For its last Masterworks concert of season, the Niagara Youth Orchestra (Michael Newnham, music director) crammed onto the Sean O’Sullivan Theatre’s stage with their older colleagues for a few moments of big orchestra bravura. Elgar’s invigorating Three Bavarian Dances were the ideal choice to showcase both the existing and developing talent in the peninsula’s finest orchestral incubator.
“The Dance” had ompah to burn but then Daniel Swift and his expanded forces couldn’t switch gears soon enough to relax and let the ebb and flow of “Lullaby” sooth the delighted crowd. Still, both principal horn Tim Lockwood and Thomas Janzen, his white-shirted associate, rendered the horn lines with great distinction all but erasing the misfiring pizzicati from the multi-generational string sections. No matter! The energetic, if somewhat scrambled delivery of “The Marksman” had the appreciative audience cheering for more.
Donizetti’s Concertino for Oboe had an able protagonist in the person of NS principal, Christie Goodwin. Her supple, easy tone suited the operatic declamations well and her wide dynamic range and varied, clean articulation were spot on. The only quibble came from the ensemble problems with her regular seat-mate Douglas Miller, which was probably the result of the wholesale rearrangement of the band once the younger set left the stage.
It’s always a challenge to step out of the trenches and into the spotlight—abandoning the “I must follow the baton” for the more soloistic “catch me if you can” that is vital to making a personal statement when leading the fray. Let’s hope for a return engagement soon!
Before intermission Swift fired on all cylinders with a frenetic reading of John Estacio’s The Harvesters—the Canadian answer to Copland’s Red Ear of Corn. From the Stravinsky-raw opening, where the trombones ate up every note with compelling zest, only to be out-muscled by the perfectly edged trumpets, this performance enthused the room in a way too seldom felt at these concerts. Much more please! (But, as Richard Strauss once advised, “Don’t encourage the brass.”)
A new feature in JWR, and in conjunction the Niagara Symphony Association, newcomers to the subscription series concerts (Pops and Masterworks) are invited to attend free of charge then offer their candid first-time opinion.
Having enjoyed a Pops concert so thoroughly last December (cross-reference below), our Concert Companion made a return visit to sample a program where none of the music was familiar.

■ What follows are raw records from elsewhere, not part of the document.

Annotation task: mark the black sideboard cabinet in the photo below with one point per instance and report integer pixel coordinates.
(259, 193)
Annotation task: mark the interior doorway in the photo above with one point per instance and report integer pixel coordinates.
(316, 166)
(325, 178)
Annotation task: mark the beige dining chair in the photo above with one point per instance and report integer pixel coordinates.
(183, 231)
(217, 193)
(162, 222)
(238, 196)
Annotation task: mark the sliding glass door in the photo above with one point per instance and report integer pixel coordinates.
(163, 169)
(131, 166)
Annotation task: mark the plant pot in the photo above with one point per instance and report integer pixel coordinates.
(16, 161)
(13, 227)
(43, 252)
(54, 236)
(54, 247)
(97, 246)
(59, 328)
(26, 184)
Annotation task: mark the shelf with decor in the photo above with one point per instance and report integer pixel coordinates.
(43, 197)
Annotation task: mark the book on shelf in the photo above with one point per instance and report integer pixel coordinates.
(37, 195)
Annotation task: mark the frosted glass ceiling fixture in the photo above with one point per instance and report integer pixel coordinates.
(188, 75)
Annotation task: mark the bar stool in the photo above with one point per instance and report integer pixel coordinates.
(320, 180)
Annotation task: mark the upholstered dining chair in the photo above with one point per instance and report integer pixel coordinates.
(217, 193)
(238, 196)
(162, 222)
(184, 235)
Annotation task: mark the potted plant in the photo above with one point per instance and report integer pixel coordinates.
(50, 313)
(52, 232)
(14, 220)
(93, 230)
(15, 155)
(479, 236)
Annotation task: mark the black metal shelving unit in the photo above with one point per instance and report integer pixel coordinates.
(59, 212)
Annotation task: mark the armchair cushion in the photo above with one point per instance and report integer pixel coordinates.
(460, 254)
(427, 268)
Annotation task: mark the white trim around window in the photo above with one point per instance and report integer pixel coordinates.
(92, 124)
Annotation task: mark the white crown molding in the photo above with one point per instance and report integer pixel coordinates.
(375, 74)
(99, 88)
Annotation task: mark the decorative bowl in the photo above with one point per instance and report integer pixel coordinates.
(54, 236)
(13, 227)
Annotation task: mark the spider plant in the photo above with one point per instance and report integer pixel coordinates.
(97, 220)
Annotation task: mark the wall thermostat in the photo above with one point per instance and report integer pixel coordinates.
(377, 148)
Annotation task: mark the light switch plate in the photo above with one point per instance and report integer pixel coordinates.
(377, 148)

“I really quite enjoyed it. I realized that you don’t need to recognize the music to appreciate it. I was also overjoyed to hear that I was not the only one who enjoyed the first half better than the last. The music in the first half kept me excited and interested. After intermission, I felt myself nodding off. It seemed to me that the Goldmark symphony was just different variations of the same music. Like comparing apples to oranges or in my case (I think you know the music I like) comparing Country & Western (yuk!) to the "classic" rock.
“Saying that, I do appreciate being introduced to a new genre of music that I can feel and ’see.’ The musicians are amazing and the conductor certainly worked for his wage, (especially, compared to the Christmas concert).”